Between 2008 and 2011, Creative Commons licensing was adopted by the Ministry of Culture and strongly supported by Gilberto Gil, the Minister of Culture at the time. This situation changed due to a shift in the political scenario (for further detailed information, read here). Nonetheless, a significant number of governmental websites adopted the Creative Commons licenses, such as Blog do Planalto (the President’s informative blog) and Portal Brasil (which communicates news on the federal government). The Brazilian Open Data Portal is another meaningful example.
SciELO, Brazil’s most significant scientific online library, uses a CC BY-NC (as well as CC BY) on all materials published on their website (unless otherwise stated), and, in 2013, SciELO launched SciELO Books, a consortium with university publishers aiming to make available digital versions of academic books. CC usage has found a significant resonance with investigative journalism outlets, as well public service and alternative media. The most representative cases are those of EBC/Agência Brasil, Repórter Brasil, Agência Pública. and Le Monde Diplomatique.

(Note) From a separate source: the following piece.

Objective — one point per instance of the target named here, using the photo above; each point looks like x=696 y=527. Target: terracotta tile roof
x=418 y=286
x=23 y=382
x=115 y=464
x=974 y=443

The context is favorable for expanding awareness on open licensing and intensifying CC license adoption in Brazil. Here are a few reasons why:
Brazil is experiencing increasing Internet penetration. Currently, 55% of the population or 40% of total households have access to Internet (broadband, mobile, or dial-up); out of the total number of users, 73% are social network users (2012 data); The intense use of social networks has become particularly critical in the past few months, since the beginning of the protests in June 2013; Both Internet penetration and the protests are connected with an important economic shift, as a growing number of Brazilians are entering middle class in the past years; Mobility and pervasive connectivity, which greatly incentivize the act of recording and uploading media to the Internet, are also part of the equation. Brazil is Latin America's biggest consumer market for mobile phones, and among the top five markets for smartphones in the world.
All of these factors point to a scenario in which there is enormous potential for expanding the numbers of both Creative Commons licensors and users, as well as supporting the increasingly significant demand for quality open information for social and political causes, educational materials, and cultural content.

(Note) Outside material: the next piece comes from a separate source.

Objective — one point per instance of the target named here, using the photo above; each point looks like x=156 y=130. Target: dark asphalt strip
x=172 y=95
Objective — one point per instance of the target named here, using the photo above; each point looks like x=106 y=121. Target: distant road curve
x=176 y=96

Finally, after all the difficulties the Brazilian copyright reform faced since the first efforts, it is possible that, during 2014, copyright reform comes back into play; considering the CC Statement supporting copyright reform, Creative Commons Brazil can be an important and strong voice during this process. Worrying trends in Internet regulation and an increasing shift to private copyright enforcement practices highlight the need for enhancing awareness and use of cultural works licensed under terms that protect users against content removal and civil or criminal liability.

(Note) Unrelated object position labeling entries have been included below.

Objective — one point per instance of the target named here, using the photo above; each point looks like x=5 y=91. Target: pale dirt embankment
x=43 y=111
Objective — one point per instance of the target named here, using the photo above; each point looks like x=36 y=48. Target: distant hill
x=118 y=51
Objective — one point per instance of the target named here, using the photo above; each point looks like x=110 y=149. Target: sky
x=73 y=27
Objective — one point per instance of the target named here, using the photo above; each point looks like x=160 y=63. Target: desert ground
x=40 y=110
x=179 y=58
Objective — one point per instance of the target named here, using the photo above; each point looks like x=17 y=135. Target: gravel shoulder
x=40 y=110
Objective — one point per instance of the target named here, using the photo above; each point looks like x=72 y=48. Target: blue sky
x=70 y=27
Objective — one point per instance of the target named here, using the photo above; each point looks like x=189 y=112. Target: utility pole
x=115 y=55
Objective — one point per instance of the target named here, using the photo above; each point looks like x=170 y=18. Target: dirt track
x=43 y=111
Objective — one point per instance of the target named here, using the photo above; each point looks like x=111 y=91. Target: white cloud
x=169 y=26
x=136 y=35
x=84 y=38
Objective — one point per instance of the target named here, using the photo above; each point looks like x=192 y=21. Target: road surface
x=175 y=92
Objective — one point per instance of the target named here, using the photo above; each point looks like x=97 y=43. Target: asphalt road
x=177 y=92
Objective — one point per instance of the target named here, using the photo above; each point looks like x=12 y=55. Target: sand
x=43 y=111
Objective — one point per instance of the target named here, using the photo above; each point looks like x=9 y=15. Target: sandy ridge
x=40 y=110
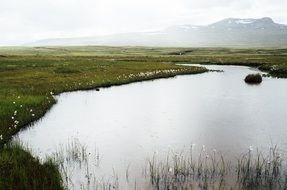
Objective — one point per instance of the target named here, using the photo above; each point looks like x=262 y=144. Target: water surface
x=126 y=124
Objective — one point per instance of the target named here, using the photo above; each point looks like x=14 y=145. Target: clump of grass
x=20 y=171
x=211 y=171
x=253 y=79
x=66 y=70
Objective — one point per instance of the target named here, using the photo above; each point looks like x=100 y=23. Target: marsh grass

Creative Commons has become not only a social practice but a public policy in Brazil. Since the beginning of the Creative Commons project in Brazil in 2003, the CC Brazil group has promoted adoption of licenses, as well as their importance for open government and other policy initiatives. Creative Commons has become a household name in Brazil, with a strong presence in the Brazilian public sphere and legal debates.